Preliminary observations of the use of high-frequency jet ventilation as rescue therapy in infants with congenital diaphragmatic hernia

J Pediatr Surg. 2010 Apr;45(4):698-702. doi: 10.1016/j.jpedsurg.2009.07.025.


Background/purpose: Congenital diaphragmatic hernia (CDH) is associated with mortality of 10% to 50%. Several investigators have reported outcomes from centers using high-frequency oscillatory ventilation in their management of CDH, but there are no recent reports on use of high-frequency jet ventilation.

Methods: During the study period from January 2001 until August 2007, infants with CDH who were cared for at Duke University Medical Center received high-frequency jet ventilation as a rescue mode of high-frequency ventilation.
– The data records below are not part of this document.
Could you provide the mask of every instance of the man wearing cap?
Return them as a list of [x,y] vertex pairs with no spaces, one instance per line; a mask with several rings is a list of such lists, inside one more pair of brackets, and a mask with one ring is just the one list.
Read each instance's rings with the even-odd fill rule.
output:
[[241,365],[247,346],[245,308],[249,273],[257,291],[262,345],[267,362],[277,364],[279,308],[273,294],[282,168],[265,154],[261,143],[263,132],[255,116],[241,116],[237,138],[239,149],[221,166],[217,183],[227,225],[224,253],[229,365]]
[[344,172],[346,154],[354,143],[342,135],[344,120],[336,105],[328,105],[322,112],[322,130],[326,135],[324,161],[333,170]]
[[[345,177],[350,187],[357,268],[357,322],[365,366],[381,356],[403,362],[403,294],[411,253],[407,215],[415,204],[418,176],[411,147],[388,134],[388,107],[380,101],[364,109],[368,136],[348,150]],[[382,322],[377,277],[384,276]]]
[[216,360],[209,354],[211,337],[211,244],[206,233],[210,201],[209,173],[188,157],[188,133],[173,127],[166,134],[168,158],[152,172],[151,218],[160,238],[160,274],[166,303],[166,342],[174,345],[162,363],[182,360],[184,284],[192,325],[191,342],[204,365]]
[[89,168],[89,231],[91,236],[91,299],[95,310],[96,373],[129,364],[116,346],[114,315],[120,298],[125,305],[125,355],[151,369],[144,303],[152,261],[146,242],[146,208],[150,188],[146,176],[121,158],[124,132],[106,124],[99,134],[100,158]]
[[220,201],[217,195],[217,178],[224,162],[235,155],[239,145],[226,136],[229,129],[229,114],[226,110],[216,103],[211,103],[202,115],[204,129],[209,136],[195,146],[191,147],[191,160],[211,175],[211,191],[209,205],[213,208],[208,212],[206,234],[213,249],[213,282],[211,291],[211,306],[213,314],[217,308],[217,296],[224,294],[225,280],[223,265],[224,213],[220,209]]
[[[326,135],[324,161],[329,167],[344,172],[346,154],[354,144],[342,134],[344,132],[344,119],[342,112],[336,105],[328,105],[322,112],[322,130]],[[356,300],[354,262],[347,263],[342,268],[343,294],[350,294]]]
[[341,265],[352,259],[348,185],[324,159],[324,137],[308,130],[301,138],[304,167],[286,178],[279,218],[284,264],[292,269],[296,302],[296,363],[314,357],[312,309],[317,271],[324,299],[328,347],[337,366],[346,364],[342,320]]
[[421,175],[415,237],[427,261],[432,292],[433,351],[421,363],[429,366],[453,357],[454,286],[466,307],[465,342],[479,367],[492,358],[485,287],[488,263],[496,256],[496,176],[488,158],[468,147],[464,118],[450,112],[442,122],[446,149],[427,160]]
We compared actual survival with predicted survival for infants treated only with conventional ventilation vs those rescued with high-frequency jet ventilation after failing conventional ventilation.

Results: Survival for the 16 infants that received high-frequency jet ventilation was predicted to be 63%; actual survival was 75%. Survival for the 15 infants that received only conventional ventilation was predicted to be 83%; actual survival was 87%. We observed no significant survival benefit for high-frequency jet ventilation, 8.0% (95 confidence interval, -22.0% to 38.1%; P = .59).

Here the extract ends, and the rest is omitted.